Da allora la storia delle ragazze Gilmore, Lorelai e Rory – madre single e irriverente e figlia studiosa e riflessiva interpretate rispettivamente da Lauren Graham e Alexis Bledel – che hanno solo 16 anni di differenza, non ha smesso di appassionare il mondo.

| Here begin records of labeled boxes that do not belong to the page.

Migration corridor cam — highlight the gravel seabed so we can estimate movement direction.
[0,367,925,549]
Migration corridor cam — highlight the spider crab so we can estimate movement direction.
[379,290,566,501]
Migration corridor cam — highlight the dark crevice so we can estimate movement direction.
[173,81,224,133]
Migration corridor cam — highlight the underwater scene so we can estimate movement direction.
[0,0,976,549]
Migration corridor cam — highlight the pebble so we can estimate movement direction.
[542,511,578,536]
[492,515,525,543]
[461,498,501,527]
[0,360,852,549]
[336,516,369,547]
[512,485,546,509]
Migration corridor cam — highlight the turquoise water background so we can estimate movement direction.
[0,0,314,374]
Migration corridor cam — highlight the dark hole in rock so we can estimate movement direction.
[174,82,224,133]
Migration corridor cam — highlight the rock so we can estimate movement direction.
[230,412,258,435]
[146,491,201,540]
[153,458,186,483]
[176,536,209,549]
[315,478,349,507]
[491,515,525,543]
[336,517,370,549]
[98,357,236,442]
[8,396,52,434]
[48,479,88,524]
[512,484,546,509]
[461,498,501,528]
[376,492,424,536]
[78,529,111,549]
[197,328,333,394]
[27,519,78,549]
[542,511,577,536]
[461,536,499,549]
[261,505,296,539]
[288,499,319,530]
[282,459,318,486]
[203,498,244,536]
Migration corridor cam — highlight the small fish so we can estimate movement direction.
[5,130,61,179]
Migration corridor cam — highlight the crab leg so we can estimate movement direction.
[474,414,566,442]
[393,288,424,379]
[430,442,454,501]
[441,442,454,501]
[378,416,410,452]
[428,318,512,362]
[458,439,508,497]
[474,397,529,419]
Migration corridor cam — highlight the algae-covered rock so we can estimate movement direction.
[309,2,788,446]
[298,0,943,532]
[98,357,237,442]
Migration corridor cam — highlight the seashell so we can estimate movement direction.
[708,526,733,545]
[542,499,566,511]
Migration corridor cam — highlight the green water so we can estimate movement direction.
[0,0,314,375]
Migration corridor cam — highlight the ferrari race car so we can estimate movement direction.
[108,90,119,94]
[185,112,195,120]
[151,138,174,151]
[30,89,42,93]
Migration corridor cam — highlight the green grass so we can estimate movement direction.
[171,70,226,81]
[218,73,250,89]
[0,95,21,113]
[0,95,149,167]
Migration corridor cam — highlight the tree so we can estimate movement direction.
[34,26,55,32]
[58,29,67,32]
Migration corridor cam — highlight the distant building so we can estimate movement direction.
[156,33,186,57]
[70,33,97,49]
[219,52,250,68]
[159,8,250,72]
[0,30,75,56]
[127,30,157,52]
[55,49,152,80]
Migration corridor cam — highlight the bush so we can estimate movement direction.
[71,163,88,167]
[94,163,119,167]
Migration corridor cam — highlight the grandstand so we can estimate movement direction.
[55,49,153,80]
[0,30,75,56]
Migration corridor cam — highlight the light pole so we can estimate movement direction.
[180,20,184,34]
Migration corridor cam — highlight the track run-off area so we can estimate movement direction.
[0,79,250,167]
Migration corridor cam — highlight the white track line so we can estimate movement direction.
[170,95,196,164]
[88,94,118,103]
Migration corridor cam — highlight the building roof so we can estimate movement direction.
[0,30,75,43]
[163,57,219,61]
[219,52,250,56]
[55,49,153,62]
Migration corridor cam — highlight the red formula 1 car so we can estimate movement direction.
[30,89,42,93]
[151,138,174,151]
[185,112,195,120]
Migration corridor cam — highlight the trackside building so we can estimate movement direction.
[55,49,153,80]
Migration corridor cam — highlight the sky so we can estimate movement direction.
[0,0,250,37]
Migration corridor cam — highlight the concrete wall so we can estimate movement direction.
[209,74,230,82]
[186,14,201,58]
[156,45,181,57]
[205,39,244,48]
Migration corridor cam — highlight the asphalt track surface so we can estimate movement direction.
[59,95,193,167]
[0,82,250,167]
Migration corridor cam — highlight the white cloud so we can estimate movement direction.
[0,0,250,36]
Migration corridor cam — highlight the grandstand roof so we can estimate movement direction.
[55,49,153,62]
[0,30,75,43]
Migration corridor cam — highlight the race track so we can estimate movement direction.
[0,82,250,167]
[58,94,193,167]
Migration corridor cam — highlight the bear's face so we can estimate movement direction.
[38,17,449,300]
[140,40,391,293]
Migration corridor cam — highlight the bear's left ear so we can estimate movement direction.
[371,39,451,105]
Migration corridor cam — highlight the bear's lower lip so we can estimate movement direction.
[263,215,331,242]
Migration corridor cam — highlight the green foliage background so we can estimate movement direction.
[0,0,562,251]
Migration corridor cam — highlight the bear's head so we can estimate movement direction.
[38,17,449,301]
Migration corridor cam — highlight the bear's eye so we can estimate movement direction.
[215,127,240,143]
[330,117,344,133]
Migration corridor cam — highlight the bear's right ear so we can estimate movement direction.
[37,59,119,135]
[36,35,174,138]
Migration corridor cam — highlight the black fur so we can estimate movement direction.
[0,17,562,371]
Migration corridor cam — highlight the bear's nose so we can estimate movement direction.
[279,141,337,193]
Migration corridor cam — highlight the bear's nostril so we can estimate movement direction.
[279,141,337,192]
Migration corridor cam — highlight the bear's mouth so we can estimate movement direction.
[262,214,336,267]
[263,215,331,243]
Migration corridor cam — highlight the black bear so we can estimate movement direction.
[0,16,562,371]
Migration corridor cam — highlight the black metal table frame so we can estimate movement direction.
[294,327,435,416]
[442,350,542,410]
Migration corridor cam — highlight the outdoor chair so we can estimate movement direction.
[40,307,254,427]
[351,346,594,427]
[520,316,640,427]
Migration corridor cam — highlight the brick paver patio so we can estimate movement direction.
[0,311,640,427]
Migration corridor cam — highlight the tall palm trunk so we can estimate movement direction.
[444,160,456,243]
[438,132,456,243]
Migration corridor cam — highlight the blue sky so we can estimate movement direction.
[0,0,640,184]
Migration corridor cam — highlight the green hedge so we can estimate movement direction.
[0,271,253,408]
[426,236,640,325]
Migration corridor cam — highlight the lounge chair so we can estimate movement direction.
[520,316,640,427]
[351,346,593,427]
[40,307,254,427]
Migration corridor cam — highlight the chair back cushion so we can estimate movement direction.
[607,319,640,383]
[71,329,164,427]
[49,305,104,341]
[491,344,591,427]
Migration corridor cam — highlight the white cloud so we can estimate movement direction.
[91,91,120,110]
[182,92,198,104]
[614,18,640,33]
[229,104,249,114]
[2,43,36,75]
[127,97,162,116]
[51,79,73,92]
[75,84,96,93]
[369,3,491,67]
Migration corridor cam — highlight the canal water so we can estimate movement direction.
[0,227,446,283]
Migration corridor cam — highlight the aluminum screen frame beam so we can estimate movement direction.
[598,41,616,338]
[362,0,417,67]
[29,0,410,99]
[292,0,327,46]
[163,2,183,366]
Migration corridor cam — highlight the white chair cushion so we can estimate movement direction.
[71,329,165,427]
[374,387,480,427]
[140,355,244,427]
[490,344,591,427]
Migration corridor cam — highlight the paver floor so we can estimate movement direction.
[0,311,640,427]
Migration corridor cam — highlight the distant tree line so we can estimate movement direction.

Netflix nel 2016 ha prodotto e mandato in onda il reboot Gilmore Girls – A year in a life (Una Mamma per amica – di nuovo insieme) e acquistato i diritti delle 7 stagioni precedenti. Italia1 invece, a partire dal 7 settembre di quest’anno – proprio per celebrare il ventennale della serie -, ha deciso di proporre un rewatch degli episodi della prima stagione (dal lunedì al venerdì dalle 8:30 alle 10:30).

Ma perchè, nonostante la serie ideata da Amy Sherman-Palladino compia oggi 20 anni, resta ancora attuale oltre ad essere una delle più amate ed acclamate?

Ad averne decretato il successo è sicuramente e sopra ogni cosa il rapporto splendido che esiste tra Rory e Lorelai, indiscusse co-protagoniste attorno a cui ruotano personaggi e avvenimenti. Sono madre e figlia, ma anche amiche, complici e spalla l’una dell’altra. Christopher Hayden – il padre di Rory, interpretato da David Sutcliffe – nel corso di uno degli episodi del reboot le definisce indivisibili e predestinate l’una all’altra.

Si capiscono con un solo sguardo e i loro caratteri si completano a vicenda. Complementari ed opposte. Caparbie, testarde, piene di sogni e passioni ma entrambe – in alcuni casi – terribilmente insicure e indecise. A volte è Rory, la più giovane delle due, ad essere pronta a consolare la madre e a ricoprire per lei il ruolo di saggia confidente. In altre occasioni invece tutto torna al proprio posto e l’esperienza di Lorelai, da sempre abituata a trovare una soluzione anche agli imprevisti più difficili, diventa indispensabile per la figlia.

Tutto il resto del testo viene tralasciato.